Flag --default_seq_length controls the value of seq_length if that argument is omitted in the usage example above. The flag defaults to 128, because mutiples of 128 work best for Cloud TPUs, yet the cost of attention computation grows quadratically with seq_length.

Beyond this example, the exported SavedModel implements the full set interface from the preprocessor API for text embeddings with preprocessed inputs and with Transformer encoders from TF Hub's Common APIs for text.

Please see tfhub.dev/tensorflow/bert_en_uncased_preprocess for the full documentation of one preprocessing model exported with this tool, especially how custom trimming of inputs can happen between .tokenize and .bert_pack_inputs.
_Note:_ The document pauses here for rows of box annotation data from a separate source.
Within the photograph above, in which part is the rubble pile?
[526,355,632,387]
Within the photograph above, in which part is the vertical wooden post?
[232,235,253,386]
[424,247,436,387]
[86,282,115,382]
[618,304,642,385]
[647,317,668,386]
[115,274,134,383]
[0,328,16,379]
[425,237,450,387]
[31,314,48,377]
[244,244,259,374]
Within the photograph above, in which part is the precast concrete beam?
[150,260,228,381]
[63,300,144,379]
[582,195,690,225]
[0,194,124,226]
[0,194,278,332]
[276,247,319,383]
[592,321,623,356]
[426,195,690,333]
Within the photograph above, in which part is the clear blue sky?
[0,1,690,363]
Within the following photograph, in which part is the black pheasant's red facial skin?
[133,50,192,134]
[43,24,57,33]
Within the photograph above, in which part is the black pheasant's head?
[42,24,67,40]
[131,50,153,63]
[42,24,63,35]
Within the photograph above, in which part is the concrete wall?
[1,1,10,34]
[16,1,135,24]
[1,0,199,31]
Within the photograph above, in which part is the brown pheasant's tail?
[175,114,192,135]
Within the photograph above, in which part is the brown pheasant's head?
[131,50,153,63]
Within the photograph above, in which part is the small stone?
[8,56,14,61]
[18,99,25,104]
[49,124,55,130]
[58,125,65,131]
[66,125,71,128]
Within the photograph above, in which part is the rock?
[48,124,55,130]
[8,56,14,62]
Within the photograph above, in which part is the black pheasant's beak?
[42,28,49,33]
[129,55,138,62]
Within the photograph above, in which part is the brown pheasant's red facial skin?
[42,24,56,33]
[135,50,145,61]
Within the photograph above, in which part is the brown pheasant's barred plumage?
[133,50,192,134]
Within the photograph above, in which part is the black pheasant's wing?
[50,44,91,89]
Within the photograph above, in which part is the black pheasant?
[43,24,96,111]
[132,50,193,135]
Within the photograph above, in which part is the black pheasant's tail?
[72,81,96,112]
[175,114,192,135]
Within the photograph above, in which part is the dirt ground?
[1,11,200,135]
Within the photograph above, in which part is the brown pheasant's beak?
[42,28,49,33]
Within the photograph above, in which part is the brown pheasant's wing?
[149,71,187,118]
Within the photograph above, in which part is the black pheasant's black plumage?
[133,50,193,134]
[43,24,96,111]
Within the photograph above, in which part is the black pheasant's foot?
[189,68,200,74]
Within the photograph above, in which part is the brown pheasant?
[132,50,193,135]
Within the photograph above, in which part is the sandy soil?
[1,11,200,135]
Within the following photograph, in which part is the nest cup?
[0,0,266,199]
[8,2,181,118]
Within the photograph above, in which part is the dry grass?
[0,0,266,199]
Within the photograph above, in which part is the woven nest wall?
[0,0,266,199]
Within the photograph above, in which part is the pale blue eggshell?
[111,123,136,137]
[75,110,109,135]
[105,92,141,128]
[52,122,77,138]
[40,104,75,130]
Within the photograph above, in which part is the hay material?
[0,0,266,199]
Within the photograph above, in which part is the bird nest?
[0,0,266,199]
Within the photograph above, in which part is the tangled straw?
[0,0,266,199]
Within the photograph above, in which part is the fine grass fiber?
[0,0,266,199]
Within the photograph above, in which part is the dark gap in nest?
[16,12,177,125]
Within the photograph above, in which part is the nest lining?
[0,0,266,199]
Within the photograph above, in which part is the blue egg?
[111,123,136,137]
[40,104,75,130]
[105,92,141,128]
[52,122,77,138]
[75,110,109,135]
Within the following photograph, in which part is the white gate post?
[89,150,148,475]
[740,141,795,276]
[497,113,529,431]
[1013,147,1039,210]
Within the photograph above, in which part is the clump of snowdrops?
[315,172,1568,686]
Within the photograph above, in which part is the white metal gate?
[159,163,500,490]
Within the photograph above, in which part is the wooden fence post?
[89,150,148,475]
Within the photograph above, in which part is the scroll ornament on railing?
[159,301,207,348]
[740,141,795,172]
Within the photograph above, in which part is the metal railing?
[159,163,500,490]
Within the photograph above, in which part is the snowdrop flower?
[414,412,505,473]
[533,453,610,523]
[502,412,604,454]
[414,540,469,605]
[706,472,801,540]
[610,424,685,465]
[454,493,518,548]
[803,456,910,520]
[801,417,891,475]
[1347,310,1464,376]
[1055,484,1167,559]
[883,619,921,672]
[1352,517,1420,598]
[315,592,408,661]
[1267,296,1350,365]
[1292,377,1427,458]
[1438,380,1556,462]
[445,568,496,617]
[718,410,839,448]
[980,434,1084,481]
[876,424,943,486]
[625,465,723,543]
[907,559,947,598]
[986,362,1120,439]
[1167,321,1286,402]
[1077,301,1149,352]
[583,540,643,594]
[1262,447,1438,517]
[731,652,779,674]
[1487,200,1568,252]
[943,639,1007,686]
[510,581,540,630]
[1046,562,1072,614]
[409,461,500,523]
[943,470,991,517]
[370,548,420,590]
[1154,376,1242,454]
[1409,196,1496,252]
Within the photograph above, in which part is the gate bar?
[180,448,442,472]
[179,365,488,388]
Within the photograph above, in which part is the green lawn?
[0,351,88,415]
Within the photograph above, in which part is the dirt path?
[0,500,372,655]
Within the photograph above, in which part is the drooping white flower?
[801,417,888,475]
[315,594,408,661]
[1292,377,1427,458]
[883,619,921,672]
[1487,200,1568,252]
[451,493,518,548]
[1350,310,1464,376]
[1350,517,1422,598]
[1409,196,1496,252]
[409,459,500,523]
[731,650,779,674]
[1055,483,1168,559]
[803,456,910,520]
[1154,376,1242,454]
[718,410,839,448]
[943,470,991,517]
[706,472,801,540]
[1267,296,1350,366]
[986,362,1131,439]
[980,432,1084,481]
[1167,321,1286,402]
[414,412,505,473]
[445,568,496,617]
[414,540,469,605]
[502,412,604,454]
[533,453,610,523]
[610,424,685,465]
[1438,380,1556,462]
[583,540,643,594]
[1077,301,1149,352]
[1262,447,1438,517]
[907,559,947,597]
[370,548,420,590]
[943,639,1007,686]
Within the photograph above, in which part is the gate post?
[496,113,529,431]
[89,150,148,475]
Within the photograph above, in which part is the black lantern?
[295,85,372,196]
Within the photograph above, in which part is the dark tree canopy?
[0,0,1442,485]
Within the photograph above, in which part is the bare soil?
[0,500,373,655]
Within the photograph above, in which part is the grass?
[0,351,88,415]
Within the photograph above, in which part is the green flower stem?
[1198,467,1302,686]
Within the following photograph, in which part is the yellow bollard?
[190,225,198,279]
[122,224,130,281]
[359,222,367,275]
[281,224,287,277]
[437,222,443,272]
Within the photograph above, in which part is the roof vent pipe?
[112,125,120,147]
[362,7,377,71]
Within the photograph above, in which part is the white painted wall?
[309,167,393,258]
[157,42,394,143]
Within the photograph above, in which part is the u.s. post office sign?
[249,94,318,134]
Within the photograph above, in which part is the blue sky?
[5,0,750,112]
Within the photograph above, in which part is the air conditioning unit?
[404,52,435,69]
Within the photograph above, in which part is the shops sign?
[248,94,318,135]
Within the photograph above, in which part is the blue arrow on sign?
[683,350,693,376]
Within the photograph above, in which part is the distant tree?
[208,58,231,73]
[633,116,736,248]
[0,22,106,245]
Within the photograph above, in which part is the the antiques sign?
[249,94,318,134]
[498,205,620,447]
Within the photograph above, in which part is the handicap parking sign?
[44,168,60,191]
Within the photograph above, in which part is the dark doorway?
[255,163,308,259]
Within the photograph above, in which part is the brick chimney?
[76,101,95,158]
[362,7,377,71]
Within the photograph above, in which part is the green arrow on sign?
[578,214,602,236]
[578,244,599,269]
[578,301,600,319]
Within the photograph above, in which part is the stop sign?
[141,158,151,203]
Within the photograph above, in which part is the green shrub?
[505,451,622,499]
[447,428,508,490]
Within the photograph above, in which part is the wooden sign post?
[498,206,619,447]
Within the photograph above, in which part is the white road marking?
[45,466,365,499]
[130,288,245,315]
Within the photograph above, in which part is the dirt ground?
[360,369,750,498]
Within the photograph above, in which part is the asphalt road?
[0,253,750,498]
Using the encoder.mlm() interface requires masking of tokenized inputs by user code. The necessary information on the vocabulary encapsulated in the preprocessing model can be obtained like this (uniformly across tokenizers):

special_tokens_dict = preprocess.tokenize.get_special_tokens_dict()
vocab_size = int(special_tokens_dict["vocab_size"])
padding_id = int(special_tokens_dict["padding_id"])  # [PAD] or <pad>
start_of_sequence_id = int(special_tokens_dict["start_of_sequence_id"])  # [CLS]
end_of_segment_id = int(special_tokens_dict["end_of_segment_id"])  # [SEP]
mask_id = int(special_tokens_dict["mask_id"])  # [MASK]

Testing the exported models

Please test your SavedModels before publication by fine-tuning them on a suitable task and comparing performance and accuracy to a baseline experiment built from equivalent Python code. The trainer doc has instructions how to run BERT on MNLI and other tasks from the GLUE benchmark.